Seattle Sounders reap benefits of tracking, educating players on "sleep technology"

Players skilled enough to reach the professional level are often lauded for their relentless work rates. But that truism has a flip side: Many of soccer's elite performers rest far more each day than their fellow humans, a lesson the Seattle Sounders try to drive home to their squad whenever possible.

Using high-tech wristwatches that track sleep patterns, Seattle's highly-respected sports scientists have spent significant amounts of time and money to track their players' rest habits over two- to three-week periods during various stages of the season.

“We wanted to show players how they have been sleeping and if they can get some help,” Sounders performance analyst Ravi Ramineni told MLSsoccer.com. “Sleep is the best recovery tool, and if you get seven nights of good sleep every week, your chance of getting injured is less. You probably are going to be in better shape, physically and mentally, to play.”

Ramineni noted that Chelsea and Ghana star Michael Essien was known for sleeping some 14 hours a night – nearly double what a typical layperson gets – whenever possible. Those who aspire to similar somnolence can reap direct benefits in terms of injury avoidance, a fact revealed most clearly when new arrivals affected household patterns.

“One of the biggest red flags we have is guys that have kids,” said Dave Tenney, Seattle's manager of performance and sports science (pictured above). “Almost across the board, guys would have their first child and then end up having some sort of soft-tissue issue not soon after, because they go from getting 8-9 hours sleep a night to all of a sudden getting 4-6 hours of sleep a night.

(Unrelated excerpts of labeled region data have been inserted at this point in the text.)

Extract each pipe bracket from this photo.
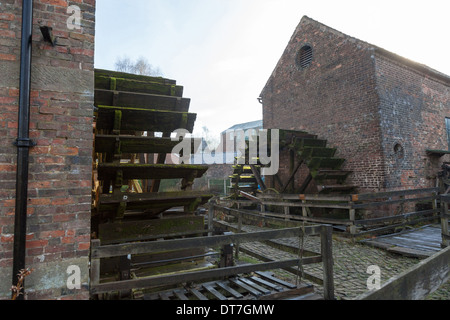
[14,139,37,148]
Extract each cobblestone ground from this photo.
[220,221,450,300]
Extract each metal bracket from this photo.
[14,139,37,148]
[39,26,56,47]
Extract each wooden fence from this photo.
[439,194,450,247]
[91,225,334,299]
[234,188,442,236]
[356,247,450,300]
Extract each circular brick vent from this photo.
[297,45,313,69]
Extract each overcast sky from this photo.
[95,0,450,139]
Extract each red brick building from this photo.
[261,17,450,192]
[0,0,95,299]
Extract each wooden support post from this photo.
[302,200,308,218]
[90,239,100,298]
[320,225,335,300]
[219,233,234,268]
[235,212,242,259]
[284,206,289,221]
[441,200,450,248]
[349,206,356,239]
[208,200,216,237]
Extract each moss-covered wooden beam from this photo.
[95,135,201,154]
[94,69,177,84]
[96,106,197,132]
[94,89,191,112]
[98,163,208,180]
[99,215,205,243]
[297,147,337,159]
[315,170,352,183]
[97,192,213,213]
[306,157,345,177]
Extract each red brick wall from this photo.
[376,54,450,189]
[0,0,95,299]
[262,17,384,191]
[262,17,450,192]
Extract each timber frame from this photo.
[91,225,334,300]
[231,188,450,247]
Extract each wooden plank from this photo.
[94,89,191,112]
[92,226,320,258]
[354,188,439,201]
[262,201,352,209]
[320,225,334,300]
[230,278,263,297]
[173,289,189,301]
[96,106,197,132]
[91,259,299,294]
[94,69,177,85]
[159,291,173,300]
[202,283,228,301]
[239,277,271,294]
[255,271,297,289]
[95,135,200,154]
[352,196,437,209]
[216,281,244,299]
[357,247,450,300]
[250,276,284,291]
[260,284,314,300]
[97,163,208,180]
[190,288,209,301]
[98,191,213,205]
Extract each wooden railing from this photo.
[239,188,440,236]
[439,194,450,247]
[90,225,334,299]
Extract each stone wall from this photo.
[262,17,384,190]
[0,0,95,299]
[376,54,450,190]
[261,17,450,193]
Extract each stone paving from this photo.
[216,220,450,300]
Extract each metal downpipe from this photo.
[12,0,35,300]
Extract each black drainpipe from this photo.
[13,0,35,300]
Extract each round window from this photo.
[394,143,405,159]
[297,45,313,69]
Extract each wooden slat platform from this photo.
[96,106,197,132]
[97,191,213,213]
[361,225,442,258]
[141,272,323,301]
[94,89,191,112]
[98,163,208,180]
[95,135,201,154]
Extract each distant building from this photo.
[260,17,450,192]
[221,120,263,154]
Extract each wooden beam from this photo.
[91,259,306,294]
[91,226,321,258]
[357,247,450,300]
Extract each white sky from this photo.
[95,0,450,137]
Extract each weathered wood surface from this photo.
[357,247,450,300]
[95,135,201,154]
[91,226,322,258]
[98,163,208,180]
[99,216,205,244]
[94,89,191,112]
[362,225,442,258]
[96,106,197,132]
[143,272,323,301]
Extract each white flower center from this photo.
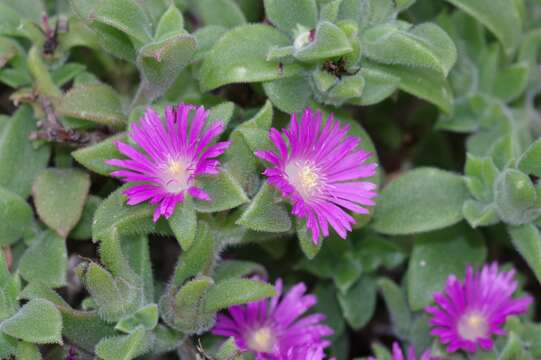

“That shocked their body enough, and the lack of recovery is a huge red flag.”

As it turns out, domestic life influences rest in multiple ways.

“Our single guys all slept pretty much the same, whether we were at preseason or back at home,” said Tenney. “The married guys actually slept worse when we were away in preseason. We didn’t expect that at all. So we went to the guys, and I remember asking Djimi Traoré, ‘Djimi, why do you sleep an hour less?’ He’s like, ‘Well, my wife makes me go to sleep at 10:30, so I go to sleep. [On road trips], I stay up and watch TV.’

“So you don’t think about the married guys, who are on a very strict schedule, and then they are away, on a road trip or at preseason training, and they actually don’t sleep as well.”

Ramineni emphasizes, to Seattle's younger players in particular, that schedule is just as important as amount.

“The number of hours of sleep is important, but it’s also really important that you always go to bed roughly at the same time” he said. “If you sleep an average of seven hours per night, but one night you [go to sleep] at 10 pm and another at 2 am, that is not an optimal thing.

“Our best players go to bed roughly at the same time, sleep roughly seven, eight hours a night, and I think that helped us to show an example for the younger guys who still are figuring out how to get better. That’s a really valuable tool for them to learn.”

Tenney sees myriad potential for further development in this field, but predicts hard choices as the scope of technology intensifies in the years ahead.

“In the NFL, they have tried to do sleep tracking, and there's privacy and players' union issues,” he said. “Where is the line of measuring things once a guy goes home? I think sports science is really good at getting a lot of good data; the next question is, how invasive to the athletes' private lives can you be, or do you want to be?

“For us, we’ve just focused on the education and importance of good sleep, and I think guys get it.”